Sea como fuere, con todas las pegas expuestas, una góndola es una barca única y maravillosa, por exagerada, por asimétrica y por simbólica. Hay que examinar de cerca la ‘forcola’, como llaman a la pieza artesanal de madera sobre la que se apoya el remo y que es, en sí misma, una preciosa talla.

Y, también, el ‘ferro’, esa característica protección metálica que parece un peine de seis púas que simbolizan la ese invertida que es el Canal Grande, coronada por el tradicional ‘corno ducale’, característico del dux, el máximo representante de la República de Venecia. Además, cada púa refleja cada uno de los ‘sestiere’ que conforman la ciudad: San Marco, San Polo, Cannaregio, Dorsoduro, Santa Croce y Castello, además de la Giudecca, la única púa solitaria y opuesta a las demás. Muchos de esos adornos, vistos de cerca, dejan entrever la emulación del Ponte di Rialto, el Bacino di San Marco y las islas de Murano, Burano y Torcello, que tendrán que ser objeto de otro viaje.

Detalle del ferro de una góndola. Fotografía: J.d.S.

Decadencia

Venecia es una ciudad cargada de tantos detalles como de decadencia, como la vida misma y como la misma historia de la humanidad. Los estucos que se van desprendiendo pueden arreglarse, como metáfora de lo que supone intentar utilizar la terrible crisis sanitaria y económica actual para empezar a modificar el modelo turístico y asegurar el futuro de la ciudad con pies de barro.
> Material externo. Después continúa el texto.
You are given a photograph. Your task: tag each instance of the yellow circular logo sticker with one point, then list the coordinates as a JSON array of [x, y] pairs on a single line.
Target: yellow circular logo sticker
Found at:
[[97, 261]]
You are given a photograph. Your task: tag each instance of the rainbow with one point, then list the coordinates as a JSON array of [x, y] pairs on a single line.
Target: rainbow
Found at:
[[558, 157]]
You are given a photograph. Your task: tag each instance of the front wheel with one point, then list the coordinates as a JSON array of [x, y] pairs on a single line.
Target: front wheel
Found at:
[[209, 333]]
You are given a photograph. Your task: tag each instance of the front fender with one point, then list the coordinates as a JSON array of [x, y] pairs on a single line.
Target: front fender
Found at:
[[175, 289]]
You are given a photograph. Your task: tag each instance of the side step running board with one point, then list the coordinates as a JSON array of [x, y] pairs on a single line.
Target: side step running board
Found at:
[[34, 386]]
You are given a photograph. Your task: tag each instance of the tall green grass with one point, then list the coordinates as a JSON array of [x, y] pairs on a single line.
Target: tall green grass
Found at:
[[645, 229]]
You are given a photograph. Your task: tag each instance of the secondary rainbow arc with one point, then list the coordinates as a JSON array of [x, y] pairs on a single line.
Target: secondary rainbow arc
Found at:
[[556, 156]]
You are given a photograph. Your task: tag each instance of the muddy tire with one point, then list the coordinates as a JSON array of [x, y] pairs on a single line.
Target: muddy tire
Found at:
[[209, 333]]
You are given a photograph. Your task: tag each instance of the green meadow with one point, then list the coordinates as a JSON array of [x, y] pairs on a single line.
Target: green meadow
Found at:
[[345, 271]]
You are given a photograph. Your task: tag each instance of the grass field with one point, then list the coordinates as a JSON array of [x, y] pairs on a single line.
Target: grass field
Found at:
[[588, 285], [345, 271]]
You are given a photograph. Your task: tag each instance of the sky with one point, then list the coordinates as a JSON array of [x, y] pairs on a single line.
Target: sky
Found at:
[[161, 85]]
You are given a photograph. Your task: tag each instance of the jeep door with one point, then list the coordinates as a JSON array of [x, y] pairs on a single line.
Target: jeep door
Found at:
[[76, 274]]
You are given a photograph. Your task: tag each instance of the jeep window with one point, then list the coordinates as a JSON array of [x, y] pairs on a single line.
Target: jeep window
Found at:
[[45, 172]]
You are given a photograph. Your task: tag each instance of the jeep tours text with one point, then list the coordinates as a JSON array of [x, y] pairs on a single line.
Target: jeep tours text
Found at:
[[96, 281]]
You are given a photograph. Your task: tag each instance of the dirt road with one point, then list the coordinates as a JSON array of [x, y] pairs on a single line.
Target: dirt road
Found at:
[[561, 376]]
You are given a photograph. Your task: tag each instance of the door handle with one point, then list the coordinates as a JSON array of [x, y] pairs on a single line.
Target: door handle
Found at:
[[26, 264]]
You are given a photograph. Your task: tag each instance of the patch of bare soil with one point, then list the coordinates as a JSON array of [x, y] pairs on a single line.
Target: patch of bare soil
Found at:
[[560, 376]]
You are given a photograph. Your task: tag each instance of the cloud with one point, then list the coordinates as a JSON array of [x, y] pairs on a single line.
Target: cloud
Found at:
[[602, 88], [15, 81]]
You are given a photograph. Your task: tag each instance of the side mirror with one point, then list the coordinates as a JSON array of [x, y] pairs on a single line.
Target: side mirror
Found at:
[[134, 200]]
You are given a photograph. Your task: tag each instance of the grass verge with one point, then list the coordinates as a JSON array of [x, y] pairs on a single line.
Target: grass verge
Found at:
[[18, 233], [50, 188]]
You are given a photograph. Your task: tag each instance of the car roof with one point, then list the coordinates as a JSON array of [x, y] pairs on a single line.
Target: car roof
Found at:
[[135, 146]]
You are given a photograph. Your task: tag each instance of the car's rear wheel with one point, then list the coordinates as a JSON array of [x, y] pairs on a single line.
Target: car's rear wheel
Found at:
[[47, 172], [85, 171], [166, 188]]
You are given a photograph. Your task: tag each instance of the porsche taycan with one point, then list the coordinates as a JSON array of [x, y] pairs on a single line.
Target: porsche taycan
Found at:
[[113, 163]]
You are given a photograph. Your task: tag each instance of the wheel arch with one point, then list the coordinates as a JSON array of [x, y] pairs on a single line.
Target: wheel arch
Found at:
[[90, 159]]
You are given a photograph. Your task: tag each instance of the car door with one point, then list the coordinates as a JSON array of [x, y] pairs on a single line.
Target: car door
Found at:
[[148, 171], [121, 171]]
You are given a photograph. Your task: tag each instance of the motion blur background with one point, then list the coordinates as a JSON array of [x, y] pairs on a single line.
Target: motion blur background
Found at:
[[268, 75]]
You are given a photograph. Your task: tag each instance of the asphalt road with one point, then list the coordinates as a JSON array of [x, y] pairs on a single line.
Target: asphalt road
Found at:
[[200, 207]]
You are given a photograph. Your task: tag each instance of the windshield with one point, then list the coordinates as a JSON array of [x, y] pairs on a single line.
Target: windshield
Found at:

De momento, el ir y venir de multitudes en la Serenísima es un síntoma de morir de éxito y puede padecerse a la perfección durante el famoso Carnaval. O lo odias o lo amas. A quien no le agraden las aglomeraciones, que ni se le pase por la cabeza. Es como quien no aguanta el olor a pólvora y decide ir a las Fallas de Valencia. Igual. Eso, por no mencionar los precios. Antes de toda la locura de la pandemia, en Carnaval, como en la época de la Mostra, había muchas habitaciones de hotel a precios absurdamente caros y no, precisamente, en el Cipriani.

Palazzo Contarini del Bovolo. Fotografía: J.d.S.

Con la discreción obligada y como ejemplo: un hotel genial del centro, a medio camino entre Rialto y la Torre dell’Orologio, pasó de costar 185 euros la noche para dos personas, con desayuno incluido, a 256, al cabo de un año, y a cerca de 500, cuatro años después. Está claro que la gente pudiente lo paga y quienes no lo hacemos, por bolsillo restringido y por considerarlo obsceno, a partes iguales, pasamos de alojarnos en San Marco a hacerlo en Cannaregio, Dorsoduro o Castello. Altamente recomendable, buscar con denuedo y huir de los chollos.

Imagen del Bacino di San Marco desde San Giorgio. Fotografía: J.d.S.

En cualquier caso, siempre será mucho mejor dormir dos días en Venecia que cinco, en Mestre. Hacia las nueve y media o diez de la noche, los últimos visitantes de jornada maratoniana cogen el vaporetto y regresan al continente y buena parte de los afortunados que se quedan, se recogen en sus hoteles o, si acaso, se animan a pagar doce euros por un chocolate con nata en el Caffè Florian o el Quadri, en plena Piazza di San Marco, o diez euros por un ristretto en el Danieli, todo un palacio del siglo XVI.

A partir de ese momento revelador, Venecia es solo de los venecianos. Y tuya.